CBO sees deficits beyond 10-year window

The Congressional Budget Office has told key Republican lawmakers that the House Democrats' health care overhaul bill "would probably generate substantial increases in federal budget deficits during the decade beyond the current 10-year budget window."

CBO's analysis, released Sunday, was based on information requests from Ways and Means ranking member Dave Camp, R-Mich., Energy and Commerce ranking member Joe Barton, R-Texas, Education and Labor ranking member John Kline, R-Minn., and Budget ranking member Paul Ryan, R-Wis.

CBO previously determined the legislation would increase the federal deficit by $239 billion during the 10-year budget window.
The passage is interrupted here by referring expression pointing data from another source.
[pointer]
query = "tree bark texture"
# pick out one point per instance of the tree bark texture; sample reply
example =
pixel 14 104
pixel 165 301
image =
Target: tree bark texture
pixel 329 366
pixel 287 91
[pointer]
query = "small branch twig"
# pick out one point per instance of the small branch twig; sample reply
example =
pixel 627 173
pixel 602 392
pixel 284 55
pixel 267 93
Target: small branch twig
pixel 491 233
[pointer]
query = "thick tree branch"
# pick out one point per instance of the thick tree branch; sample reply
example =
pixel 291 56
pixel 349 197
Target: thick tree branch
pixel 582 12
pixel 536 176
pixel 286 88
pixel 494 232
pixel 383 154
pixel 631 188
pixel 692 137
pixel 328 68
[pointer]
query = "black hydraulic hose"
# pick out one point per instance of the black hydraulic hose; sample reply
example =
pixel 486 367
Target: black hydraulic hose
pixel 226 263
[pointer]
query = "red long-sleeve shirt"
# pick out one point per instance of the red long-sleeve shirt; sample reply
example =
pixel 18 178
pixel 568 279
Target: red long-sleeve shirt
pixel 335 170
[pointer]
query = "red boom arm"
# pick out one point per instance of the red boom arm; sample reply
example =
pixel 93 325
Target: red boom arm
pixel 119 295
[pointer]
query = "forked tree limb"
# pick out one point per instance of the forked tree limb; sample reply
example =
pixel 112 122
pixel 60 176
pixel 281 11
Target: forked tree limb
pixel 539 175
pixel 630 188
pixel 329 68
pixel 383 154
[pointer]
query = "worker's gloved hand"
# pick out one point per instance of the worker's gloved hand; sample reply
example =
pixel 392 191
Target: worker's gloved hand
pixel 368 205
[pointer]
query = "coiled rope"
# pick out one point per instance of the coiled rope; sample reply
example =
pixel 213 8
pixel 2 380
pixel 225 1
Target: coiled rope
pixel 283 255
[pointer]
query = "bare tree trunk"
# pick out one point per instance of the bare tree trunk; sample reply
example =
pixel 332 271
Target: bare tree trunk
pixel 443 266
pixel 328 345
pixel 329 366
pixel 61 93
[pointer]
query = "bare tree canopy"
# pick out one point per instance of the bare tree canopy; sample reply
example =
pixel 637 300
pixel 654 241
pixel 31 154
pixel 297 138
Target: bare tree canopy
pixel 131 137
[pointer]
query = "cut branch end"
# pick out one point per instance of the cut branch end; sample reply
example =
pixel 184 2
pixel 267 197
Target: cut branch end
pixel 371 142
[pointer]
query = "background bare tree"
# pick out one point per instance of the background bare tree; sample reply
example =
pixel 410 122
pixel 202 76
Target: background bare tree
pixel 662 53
"When you find yourself in a hole, the first rule is to stop digging. But with this bill, the Democrats keep digging a bigger and bigger deficit hole, and now we have CBO confirming it," Camp said Sunday.

According to CBO, the proposal limits the percentage of income eligible people have to pay when purchasing insurance and specifies that insurance plans must cover a specified portion of health care costs.

"Combining those provisions, increases in healthcare spending in excess of the rate of growth in income would be borne entirely by the federal government in the form of higher subsidy payments," CBO determined.

Democrats focused on other portions of CBO's report, calling attention to the agency's determination that the House Democrats' bill would expand employer-based health care coverage and that Medicaid expansion would not crowd private insurers out of the market.

CBO estimates 3 million more people will receive health care coverage through their employer under House Democrats' health care overhaul bill. Nine million either would drop their employer coverage in favor of joining a health care exchange or have it canceled by their employer. But 12 million people now lacking employer-based health benefits would have it under the new law by 2016.

CBO said businesses would not reduce operating costs under the "pay-or-play" scenario because they would need to increase wages to compensate for the lack of insurance offered. Under the pay-or-play mandate, employers that do not offer insurance would pay a penalty equal to 8 percent of payroll. Health insurance accounts for an average cost of 12 percent of payroll, according to CBO.

The agency determined that 6 million people at qualifying firms would receive coverage through the exchange, and one-third of those would enroll in the public option. The estimate is based on the assumption the exchange will be opened to businesses with 50 or fewer employees.

Even if the government makes the exchange available to most large firms, CBO noted its estimate of people who would enroll in the public plan would be much lower than the oft-quoted Lewin Group estimate of 100 million.

CBO believes employers would have lower administrative costs for enrolling their employees in a private insurance plan outside of the exchange, where the public plan would be offered, because employees in the exchange must be enrolled individually. CBO also estimates the difference between private insurance and public plan premiums would not be as great as the Lewin Group estimated.

The House Democrats' bill also would cause 1 million people who would have had insurance to enroll in Medicaid, CBO found, and 10 million uninsured to enroll in the low-income health care program.

CBO estimates that the coverage scenarios would have "modest" effects on premiums for private insurance plans offered through employers. That reasoning depends on a firewall installed in the legislation that would keep the risk pool for employers largely the same, given the bill prohibits those with an offer of employer-based insurance from gaining a subsidy to pay for coverage through the exchange.